Author: Kate Sunners
Like the tango is to the two-step, the tender is to the average grant-application. Tenders can be complex and time-consuming beasts requiring greater depth in planning and responses, more evidence and preparation of attachments.
Don’t panic! Break it down into manageable pieces! Here are a few tips to remember when writing your tender. 
1. Read ALL the tender documents – and highlight the criteria! Are the criteria weighted? Are some more important than others? Does your project satisfy those criteria?
2. Check what attachments you’ll need as a first step- attachments like letters of support can often take the longest time to pull together! Some of the attachments commonly required for Government tenders as an indicator are:
-Business Case
-Project Management Plan
-Independent Cost Benefit Analysis
-Written confirmation of cash and in-kind contributions
-Audited financial statements
-Risk Management Plan
-Procurement Plan
-Asset Maintenance/Management Plan (for capital works and equipment funding)
-Evidence of Experience/Capacity to deliver the project
-Letters of Support
3. Make sure you can answer all criteria before you sit down to write – if you don’t have the answers, make a list of all the information you need and hassle the relevant people til you get it!

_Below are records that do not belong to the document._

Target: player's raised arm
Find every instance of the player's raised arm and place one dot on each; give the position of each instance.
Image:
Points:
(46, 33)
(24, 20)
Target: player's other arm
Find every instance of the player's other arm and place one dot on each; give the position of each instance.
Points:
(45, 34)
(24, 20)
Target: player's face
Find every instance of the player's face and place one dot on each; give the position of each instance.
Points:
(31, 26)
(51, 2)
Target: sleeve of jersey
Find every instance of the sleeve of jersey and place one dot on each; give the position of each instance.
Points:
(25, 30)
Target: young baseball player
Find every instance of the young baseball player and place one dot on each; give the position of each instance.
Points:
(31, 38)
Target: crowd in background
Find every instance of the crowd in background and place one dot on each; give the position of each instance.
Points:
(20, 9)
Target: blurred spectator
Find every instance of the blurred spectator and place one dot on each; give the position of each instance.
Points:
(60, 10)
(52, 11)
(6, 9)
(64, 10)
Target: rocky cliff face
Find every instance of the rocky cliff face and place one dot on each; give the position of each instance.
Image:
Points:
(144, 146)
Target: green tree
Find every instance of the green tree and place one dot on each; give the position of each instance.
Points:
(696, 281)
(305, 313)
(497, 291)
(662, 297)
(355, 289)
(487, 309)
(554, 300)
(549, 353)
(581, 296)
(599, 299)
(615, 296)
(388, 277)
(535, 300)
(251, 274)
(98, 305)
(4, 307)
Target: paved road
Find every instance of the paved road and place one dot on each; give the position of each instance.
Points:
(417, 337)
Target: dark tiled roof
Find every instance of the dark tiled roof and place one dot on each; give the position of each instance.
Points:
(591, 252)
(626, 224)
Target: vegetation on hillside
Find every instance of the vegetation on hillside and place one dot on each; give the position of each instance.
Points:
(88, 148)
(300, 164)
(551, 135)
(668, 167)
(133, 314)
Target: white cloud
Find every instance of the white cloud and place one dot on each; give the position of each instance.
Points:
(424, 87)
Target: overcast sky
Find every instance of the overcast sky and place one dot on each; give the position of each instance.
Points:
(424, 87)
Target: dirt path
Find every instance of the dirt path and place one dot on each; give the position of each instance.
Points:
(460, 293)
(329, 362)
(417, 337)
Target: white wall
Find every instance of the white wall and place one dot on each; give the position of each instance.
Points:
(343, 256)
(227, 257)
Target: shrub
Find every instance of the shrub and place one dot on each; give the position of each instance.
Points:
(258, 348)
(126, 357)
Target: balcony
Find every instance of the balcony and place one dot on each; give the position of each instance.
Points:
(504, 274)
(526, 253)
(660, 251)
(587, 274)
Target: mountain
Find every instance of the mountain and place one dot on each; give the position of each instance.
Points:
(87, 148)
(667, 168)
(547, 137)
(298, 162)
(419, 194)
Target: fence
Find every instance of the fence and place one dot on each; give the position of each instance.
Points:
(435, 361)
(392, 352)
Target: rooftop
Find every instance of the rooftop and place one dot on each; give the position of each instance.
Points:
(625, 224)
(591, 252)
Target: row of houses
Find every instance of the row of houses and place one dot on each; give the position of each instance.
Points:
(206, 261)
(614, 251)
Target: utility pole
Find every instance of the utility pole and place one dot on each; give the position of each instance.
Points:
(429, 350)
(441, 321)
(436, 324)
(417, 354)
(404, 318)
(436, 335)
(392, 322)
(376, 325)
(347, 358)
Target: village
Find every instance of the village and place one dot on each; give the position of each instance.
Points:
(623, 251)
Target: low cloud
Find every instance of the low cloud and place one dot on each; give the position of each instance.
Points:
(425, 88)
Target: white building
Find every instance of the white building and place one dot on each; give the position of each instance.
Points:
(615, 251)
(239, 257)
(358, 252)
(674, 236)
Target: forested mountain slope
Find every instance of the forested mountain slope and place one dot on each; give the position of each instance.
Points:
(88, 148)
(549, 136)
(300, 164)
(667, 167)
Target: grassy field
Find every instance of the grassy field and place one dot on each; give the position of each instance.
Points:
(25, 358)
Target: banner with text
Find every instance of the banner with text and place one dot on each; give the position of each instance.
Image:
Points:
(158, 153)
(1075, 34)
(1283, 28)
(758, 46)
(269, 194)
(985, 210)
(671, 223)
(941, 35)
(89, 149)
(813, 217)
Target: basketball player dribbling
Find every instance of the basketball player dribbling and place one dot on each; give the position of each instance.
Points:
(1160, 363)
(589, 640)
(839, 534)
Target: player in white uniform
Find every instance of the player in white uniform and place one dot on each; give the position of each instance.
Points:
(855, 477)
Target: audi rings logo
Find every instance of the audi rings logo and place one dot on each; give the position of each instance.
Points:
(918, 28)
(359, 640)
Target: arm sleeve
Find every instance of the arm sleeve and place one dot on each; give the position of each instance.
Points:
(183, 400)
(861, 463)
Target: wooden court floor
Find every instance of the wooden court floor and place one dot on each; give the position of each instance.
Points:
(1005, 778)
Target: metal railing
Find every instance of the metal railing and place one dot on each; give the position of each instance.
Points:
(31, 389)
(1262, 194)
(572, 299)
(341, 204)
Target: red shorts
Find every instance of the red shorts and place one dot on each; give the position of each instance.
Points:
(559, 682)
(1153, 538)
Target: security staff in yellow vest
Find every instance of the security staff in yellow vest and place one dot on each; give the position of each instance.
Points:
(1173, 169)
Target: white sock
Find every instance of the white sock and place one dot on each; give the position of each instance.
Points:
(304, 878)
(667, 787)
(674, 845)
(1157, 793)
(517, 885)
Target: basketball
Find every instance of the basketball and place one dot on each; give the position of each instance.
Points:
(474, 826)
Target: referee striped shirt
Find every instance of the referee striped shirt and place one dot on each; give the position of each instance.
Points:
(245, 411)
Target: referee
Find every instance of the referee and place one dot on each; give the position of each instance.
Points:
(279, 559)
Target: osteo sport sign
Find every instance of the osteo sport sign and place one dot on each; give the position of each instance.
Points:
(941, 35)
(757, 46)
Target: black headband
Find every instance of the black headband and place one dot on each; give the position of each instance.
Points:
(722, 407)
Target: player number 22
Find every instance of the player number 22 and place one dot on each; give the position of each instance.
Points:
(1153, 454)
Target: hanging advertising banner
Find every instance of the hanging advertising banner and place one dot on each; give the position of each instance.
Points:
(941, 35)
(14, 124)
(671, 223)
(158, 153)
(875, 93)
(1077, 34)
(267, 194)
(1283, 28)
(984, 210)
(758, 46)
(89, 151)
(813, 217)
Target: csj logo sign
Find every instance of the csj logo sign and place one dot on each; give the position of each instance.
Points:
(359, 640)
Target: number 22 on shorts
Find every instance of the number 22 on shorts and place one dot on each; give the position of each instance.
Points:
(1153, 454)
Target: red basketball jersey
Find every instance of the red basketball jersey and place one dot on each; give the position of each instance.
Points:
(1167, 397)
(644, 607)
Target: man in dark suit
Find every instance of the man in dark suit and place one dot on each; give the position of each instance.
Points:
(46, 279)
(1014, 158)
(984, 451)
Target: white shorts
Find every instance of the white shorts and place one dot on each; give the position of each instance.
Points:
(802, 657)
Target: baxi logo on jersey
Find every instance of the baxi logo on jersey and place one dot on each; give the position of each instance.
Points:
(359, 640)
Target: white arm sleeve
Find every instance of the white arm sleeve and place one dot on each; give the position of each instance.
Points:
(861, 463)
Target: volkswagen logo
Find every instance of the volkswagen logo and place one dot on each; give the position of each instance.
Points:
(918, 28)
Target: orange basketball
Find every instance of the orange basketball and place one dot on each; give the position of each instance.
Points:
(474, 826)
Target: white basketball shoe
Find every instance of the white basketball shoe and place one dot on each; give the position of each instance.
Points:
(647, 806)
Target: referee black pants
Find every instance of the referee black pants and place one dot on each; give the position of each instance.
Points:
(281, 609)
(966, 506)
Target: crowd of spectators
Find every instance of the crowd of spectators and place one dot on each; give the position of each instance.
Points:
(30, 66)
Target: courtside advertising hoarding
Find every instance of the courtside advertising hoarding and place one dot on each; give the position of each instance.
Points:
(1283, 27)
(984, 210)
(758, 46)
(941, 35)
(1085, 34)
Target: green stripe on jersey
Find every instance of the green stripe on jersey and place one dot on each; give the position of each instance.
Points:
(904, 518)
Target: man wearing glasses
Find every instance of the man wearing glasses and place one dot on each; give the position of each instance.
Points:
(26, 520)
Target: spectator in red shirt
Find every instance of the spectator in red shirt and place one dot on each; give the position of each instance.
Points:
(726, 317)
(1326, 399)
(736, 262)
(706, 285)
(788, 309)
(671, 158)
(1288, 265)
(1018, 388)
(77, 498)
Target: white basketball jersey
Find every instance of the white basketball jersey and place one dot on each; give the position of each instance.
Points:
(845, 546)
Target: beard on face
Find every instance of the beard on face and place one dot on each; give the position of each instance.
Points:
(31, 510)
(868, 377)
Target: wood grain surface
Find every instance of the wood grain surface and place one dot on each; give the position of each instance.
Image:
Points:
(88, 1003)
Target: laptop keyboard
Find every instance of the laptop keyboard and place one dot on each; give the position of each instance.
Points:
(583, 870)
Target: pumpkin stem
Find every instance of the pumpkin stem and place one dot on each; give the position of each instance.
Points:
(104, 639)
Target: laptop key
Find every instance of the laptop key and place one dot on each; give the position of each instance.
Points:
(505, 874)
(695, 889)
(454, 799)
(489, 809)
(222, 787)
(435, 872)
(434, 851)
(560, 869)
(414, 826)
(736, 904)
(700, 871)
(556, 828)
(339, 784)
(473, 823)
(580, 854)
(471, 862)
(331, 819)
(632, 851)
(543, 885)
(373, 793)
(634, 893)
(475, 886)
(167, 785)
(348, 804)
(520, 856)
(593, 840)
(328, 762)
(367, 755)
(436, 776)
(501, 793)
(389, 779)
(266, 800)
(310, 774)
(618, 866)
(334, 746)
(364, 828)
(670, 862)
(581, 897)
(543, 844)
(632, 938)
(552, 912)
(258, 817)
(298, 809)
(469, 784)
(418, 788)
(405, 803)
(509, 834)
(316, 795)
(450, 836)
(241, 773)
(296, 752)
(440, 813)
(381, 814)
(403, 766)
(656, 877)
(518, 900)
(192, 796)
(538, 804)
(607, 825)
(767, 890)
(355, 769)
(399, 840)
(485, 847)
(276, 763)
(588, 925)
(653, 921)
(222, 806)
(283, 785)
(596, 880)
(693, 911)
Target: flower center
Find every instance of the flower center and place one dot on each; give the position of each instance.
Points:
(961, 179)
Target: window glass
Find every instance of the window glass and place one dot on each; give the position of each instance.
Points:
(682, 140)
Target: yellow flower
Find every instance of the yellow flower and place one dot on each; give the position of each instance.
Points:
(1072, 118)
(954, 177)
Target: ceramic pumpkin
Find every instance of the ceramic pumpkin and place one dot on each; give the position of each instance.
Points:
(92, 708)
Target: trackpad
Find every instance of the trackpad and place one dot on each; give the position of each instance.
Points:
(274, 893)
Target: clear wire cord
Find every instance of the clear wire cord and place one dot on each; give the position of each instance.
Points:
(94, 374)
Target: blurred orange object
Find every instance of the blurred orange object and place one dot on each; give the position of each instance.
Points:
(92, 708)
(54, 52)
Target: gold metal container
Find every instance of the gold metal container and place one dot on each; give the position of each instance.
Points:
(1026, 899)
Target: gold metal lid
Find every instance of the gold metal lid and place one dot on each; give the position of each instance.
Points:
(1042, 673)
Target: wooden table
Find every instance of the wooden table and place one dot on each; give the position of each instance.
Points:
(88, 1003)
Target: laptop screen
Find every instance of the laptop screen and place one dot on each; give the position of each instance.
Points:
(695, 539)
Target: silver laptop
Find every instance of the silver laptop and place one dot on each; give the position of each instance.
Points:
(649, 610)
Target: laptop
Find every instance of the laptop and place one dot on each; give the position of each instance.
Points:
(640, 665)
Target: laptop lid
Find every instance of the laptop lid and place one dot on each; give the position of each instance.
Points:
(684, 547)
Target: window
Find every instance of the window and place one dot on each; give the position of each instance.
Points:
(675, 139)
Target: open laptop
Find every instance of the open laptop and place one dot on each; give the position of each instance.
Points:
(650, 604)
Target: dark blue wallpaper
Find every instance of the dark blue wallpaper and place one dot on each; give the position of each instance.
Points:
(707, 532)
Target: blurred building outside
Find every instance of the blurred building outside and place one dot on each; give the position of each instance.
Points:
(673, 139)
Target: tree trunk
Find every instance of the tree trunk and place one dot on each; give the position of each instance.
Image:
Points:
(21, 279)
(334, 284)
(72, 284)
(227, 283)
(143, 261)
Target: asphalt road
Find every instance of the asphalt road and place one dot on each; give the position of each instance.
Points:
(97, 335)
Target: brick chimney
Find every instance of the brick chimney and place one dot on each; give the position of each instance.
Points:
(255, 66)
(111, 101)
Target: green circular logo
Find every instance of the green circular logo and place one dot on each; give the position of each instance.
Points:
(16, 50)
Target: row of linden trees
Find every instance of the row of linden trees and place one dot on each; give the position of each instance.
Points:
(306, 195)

4. Ask yourself if you have the necessary evidence to support your tender application? When making any claims about your project or your organisation’s work and its outcomes/impacts you need to be able to back this up with evidence! Government funding is all about proof of accountability, experience, and value for money (outcomes for $). Keep in mind that the assessor will be looking for indicators of these things as they read responses.
5. Use the language in the tender documents in your responses
6. Answer questions fully, even if you’ve covered some of the same information in previous responses. It may not be the same assessor reading each response to criteria.
Tango with us!
If you need assistance putting your tenders together, give us a call as soon as you have decided to apply (the longer the lead time the better with tenders!). Strategic Grants is experienced in working with organisations to produce high-quality tenders, and can also provide critiquing to help you identify areas to be strengthened or gaps in information/responses to criteria.
Author: Kate Sunners
Our research team is noticing an increasing number of grant rounds that are only open for 3-week periods or which state an opening date, and close when they have sufficient applications.
Panic ensues! How can we pull together a project package or plan in that timeframe let alone write the grant application?! In the vein of the ‘stop, drop and roll’ community fire education catchphrase of yore, we’ve developed a catchphrase for you!
Wish, Plan, Communicate! (maybe not so catchy, but useful!)
Having a wishlist of the projects, equipment or capital items you would dearly love funded for the next 6-12 months is the only way to go. “But our projects are responsive” I hear you cry – well that’s awesome, but they’ll need to be planned out and added to your wishlist in just the same way as they arise! Your wishlist might be very dynamic, or you might be seeking funds for similar things each year. It doesn’t matter, just having a wishlist on hand, with each item signed off by your executive/board makes decision making for short lead-time grants a cinch! All you need to do when a three-week closing date pops up on your radar is match which of your projects on your wishlist corresponds most closely with what that funder is wanting to fund. Hooray!
Planning your projects ahead with a lot of the finer details hashed out and documented in a project information template is going to give you a huge advantage when dealing with short-notice grants. You want to make sure you’ve got a budget planned out, a timeline of the activities you’ll need to undertake, the aims and outcomes of the project, information on the need for the project and who it serves, and why your organisation is best placed to undertake it.
You’ve got your wishlist and a couple of really well-planned out projects with enough information on each to have an informed conversation with a funder. A grant round opens with ‘first-in-best-dressed’ as its closing date – what do you do? Read the guidelines, check the eligibility, research the funder, and then call the funder and talk them through the two best projects you see as aligning with their guidelines and mission.
“Which would the trustees be most interested in funding?” you will ask, thinking smugly to yourself how smart you are to have planned ahead so well as to be able to have this conversation the very day the grant round opened. The foundation staff member on the other end of the line will be impressed by the quality of your preparation, understanding and diligence! Hooray!